Даже человек с чистым сердцем, читающий на ночь молитвы, может стать волком, когда под полной осенней луной цветет волкобой[20].
ПЕРЕВАЛ ПАТИНАШ, РУМЫНИЯ
Старый и помятый автофургон медленно полз по дороге.
Аня думала остановиться в небольшой деревушке перед перевалом, чтобы Микле могли оказать помощь, Марко же хотел как можно скорее доставить пострадавшего голиа на перевал. Не только, чтобы помочь ему, но и чтобы успокоить Стануса. Гигантский голиа появился всего раз после встречи в лесу и только на мгновение, когда цыганский принц заметил, что волк следил за ними из большой расселины в горе, почти полностью сливаясь с темной горной породой.
Микла занимал почти весь пол грузовика, и теснота действовала всем на нервы, если не сказать больше. Каждый раз, когда кто-то в грузовом отделении шевелился, зверь поднимал свою большую голову и рычал, сузив глаза и откинув уши назад. Этого было достаточно, чтобы заставить нервничать из-за нахождения в закрытом пространстве с раненым голиа даже Аню.
– Ты не расскажешь мне о своих американских друзьях? – спросил Марко, перевязывая ногу Микле. Он даже не поднял глаза, чтобы посмотреть на сестру.
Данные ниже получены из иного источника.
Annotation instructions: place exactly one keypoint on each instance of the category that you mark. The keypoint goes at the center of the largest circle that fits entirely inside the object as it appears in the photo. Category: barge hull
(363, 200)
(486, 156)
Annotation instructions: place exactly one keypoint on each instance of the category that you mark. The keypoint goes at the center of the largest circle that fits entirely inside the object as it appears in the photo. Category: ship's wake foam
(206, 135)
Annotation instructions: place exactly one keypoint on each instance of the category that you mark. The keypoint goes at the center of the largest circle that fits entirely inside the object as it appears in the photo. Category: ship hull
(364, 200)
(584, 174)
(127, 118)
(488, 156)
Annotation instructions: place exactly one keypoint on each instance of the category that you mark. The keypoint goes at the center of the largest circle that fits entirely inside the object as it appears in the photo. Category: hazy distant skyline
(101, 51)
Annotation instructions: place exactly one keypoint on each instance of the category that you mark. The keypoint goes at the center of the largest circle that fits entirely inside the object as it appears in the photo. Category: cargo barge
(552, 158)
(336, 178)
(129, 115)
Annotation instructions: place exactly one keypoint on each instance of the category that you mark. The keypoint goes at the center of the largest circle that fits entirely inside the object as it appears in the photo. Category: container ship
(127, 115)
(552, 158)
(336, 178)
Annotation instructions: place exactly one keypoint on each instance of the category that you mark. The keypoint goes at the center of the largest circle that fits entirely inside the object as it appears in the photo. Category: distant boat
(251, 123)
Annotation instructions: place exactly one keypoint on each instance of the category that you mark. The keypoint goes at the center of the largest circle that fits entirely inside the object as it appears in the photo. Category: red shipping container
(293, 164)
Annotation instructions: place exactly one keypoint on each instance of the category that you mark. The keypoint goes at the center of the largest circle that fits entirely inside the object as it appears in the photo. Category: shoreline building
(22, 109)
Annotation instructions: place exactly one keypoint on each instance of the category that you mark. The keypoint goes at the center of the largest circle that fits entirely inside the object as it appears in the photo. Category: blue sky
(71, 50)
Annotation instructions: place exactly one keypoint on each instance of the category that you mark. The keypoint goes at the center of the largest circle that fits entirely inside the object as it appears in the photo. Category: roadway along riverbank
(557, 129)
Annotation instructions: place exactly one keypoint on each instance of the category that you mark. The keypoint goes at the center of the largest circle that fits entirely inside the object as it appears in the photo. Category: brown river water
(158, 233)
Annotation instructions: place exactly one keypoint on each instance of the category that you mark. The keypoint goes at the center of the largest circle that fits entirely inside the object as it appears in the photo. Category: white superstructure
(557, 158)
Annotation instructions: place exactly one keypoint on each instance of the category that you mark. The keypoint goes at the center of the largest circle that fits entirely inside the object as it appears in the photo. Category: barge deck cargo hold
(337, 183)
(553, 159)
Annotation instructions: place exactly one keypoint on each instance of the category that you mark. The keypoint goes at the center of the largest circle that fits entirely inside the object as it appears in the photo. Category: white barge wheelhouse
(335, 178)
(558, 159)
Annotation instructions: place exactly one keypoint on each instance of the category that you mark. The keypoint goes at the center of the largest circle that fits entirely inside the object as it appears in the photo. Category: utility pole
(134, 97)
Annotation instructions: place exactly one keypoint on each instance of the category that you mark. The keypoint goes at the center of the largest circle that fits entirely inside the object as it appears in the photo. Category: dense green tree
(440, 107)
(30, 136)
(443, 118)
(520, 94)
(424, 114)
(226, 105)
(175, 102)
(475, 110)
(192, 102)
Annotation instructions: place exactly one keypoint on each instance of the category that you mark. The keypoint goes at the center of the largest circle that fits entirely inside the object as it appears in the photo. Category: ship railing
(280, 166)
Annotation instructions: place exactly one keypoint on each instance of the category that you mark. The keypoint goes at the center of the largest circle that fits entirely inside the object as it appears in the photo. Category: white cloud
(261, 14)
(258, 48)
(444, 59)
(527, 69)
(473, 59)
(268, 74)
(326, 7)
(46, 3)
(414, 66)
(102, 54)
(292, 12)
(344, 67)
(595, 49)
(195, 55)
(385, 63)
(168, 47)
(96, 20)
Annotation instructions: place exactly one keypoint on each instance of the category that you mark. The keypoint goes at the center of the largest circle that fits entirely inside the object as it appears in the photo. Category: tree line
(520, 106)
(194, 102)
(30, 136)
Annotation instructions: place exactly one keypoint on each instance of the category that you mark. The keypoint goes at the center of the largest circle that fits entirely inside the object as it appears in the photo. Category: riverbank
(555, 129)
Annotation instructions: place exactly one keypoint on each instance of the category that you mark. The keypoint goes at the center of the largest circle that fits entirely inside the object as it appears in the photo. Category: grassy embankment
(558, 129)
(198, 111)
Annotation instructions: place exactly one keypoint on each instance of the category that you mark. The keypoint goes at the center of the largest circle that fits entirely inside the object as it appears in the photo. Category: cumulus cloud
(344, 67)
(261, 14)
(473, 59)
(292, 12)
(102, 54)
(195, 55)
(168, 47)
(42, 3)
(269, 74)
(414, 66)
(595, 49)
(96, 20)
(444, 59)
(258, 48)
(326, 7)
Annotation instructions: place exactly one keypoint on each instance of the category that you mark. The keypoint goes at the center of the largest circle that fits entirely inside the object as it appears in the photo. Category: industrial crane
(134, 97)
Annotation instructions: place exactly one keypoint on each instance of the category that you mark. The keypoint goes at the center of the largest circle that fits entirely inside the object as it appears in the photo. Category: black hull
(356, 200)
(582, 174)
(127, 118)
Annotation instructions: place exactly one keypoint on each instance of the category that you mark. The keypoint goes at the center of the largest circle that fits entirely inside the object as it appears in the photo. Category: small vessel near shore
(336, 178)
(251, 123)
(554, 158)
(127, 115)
– Этот человек спас мне жизнь в Риме. – Аня посмотрела на Эверетта, а затем быстро отвела глаза.
– И ты решила взять его домой, как бездомную кошку? – спросил ее брат, разрывая край ткани и некрепко обвязывая ее вокруг ноги волка. Микла только поморщился. – Как видишь, сестренка, у нас здесь более чем достаточно животных. – Он погладил животное по голове так аккуратно, как только мог. – Что касается тебя, Микла, я советую тебе некоторое время держаться подальше от Стануса. – Хищник поднял брови и низко зарычал, и Марко поспешил отстраниться.
Аня быстро посмотрела на Карла и Чарли и задумалась, стоит ли ей говорить о семейных делах в их присутствии. Затем она посмотрела на брата.
– Почему бабушка вызвала меня домой? – спросила она, сверля его глазами.
– Я уже не понимаю, почему наша бабушка что-либо делает. Возможно, это как-то связано с моими инвестициями для нашего народа.
Когда женщина услышала этот ответ, на ее лице появилась смесь шока и удивления, и эта эмоция не ускользнула от Карла.
– Инвестициями? – Цыганка бросила взгляд на Эверетта, который сидел и наблюдал за их разговором, когда грузовик заехал в выбоину на старой грунтовой дороге, из-за чего Миклу тряхнуло, и он заскулил. – Марко, нашим людям нужны только они сами и голиа. Нам всего хватает.
– Нам всего хватает, потому что у нас никогда ничего не было. Но это изменится. Бабушкины методы устарели. И я не буду обсуждать это в присутствии незваных гостей. – Корвески посмотрел на Эверетта, и на его лице не отразилось ни капли симпатии к американцу, хотя тот и спас жизнь его сестре.
– Скажи, что изменилось за три тысячи лет, что твои люди начали распродавать наследие, которое они хранили со времен Иисуса? – спросил Карл, просто чтобы посмотреть на выражение лица Марко.